In an embodiment, the selection of treatment and degradation from the left tree menu view 1106 is used, together with the asset health scores, to identify the prescriptions for the assets in need. Treatment detail data may be used to define a valid set of treatments applicable to the current scenario. Alternatively, for each treatment the user defines the measurement unit, the unit cost, service life extension in years, and service level improvement. Treatment applicability data may be used to define the range of a driver-level asset health score which requires specific treatment options (e.g., if condition score is between zero and thirty, then a replacement treatment option is applicable). Degradation data may be used to define the degradation of time dependent factors. The asset factors that degrade over time can be defined here, and the user can define the degradation as a discrete function. In addition, the user can define them as linear, convex, concave or step functions, with each row in a table representing a point of change for the function. A treatment exclusion filter may be used to define the exclusion criteria for specific treatments, such as not allowing rehabilitation treatments for very old assets. Filters in the same “filter group” may be processed by getting combined with an “AND” condition, and filters in different “filter groups” may be processed by an “OR” condition.
In an embodiment, the selection of needs assessment score analysis from the left tree menu view 1106 is used to run the needs assessment analysis. The health score and prescription output reports are also contained in this group. A validation options allows checking of all input data for any errors, inconsistencies or gaps that may result in the model miscalculating the asset health scores.
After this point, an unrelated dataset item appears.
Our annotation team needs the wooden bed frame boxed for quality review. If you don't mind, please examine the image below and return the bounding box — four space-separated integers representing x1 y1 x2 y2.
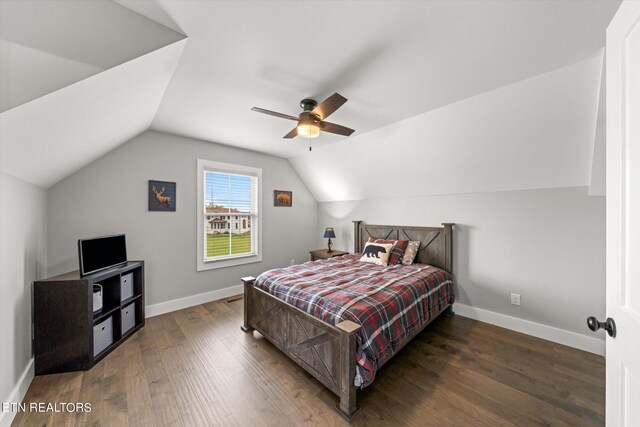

The validation option may perform a rigorous check of the input data to ensure that all data is correct for analysis. Errors and warnings may be displayed via the UI 1100. Input parameters for the assessment analysis may be specified and they may include: an analysis duration (time horizon of the analysis to calculate asset health scores, can range from one to one-hundred); an analysis interval (interval at which the asset health needs to be computed, this can be as granular as one year to five years, any interval value less than the duration can be defined); and analysis start year (analysis start time to calculate asset health scores).
In an embodiment, the selection of analysis from the needs assessment score analysis option in left tree menu view 1106 causes a health index calculation to be performed.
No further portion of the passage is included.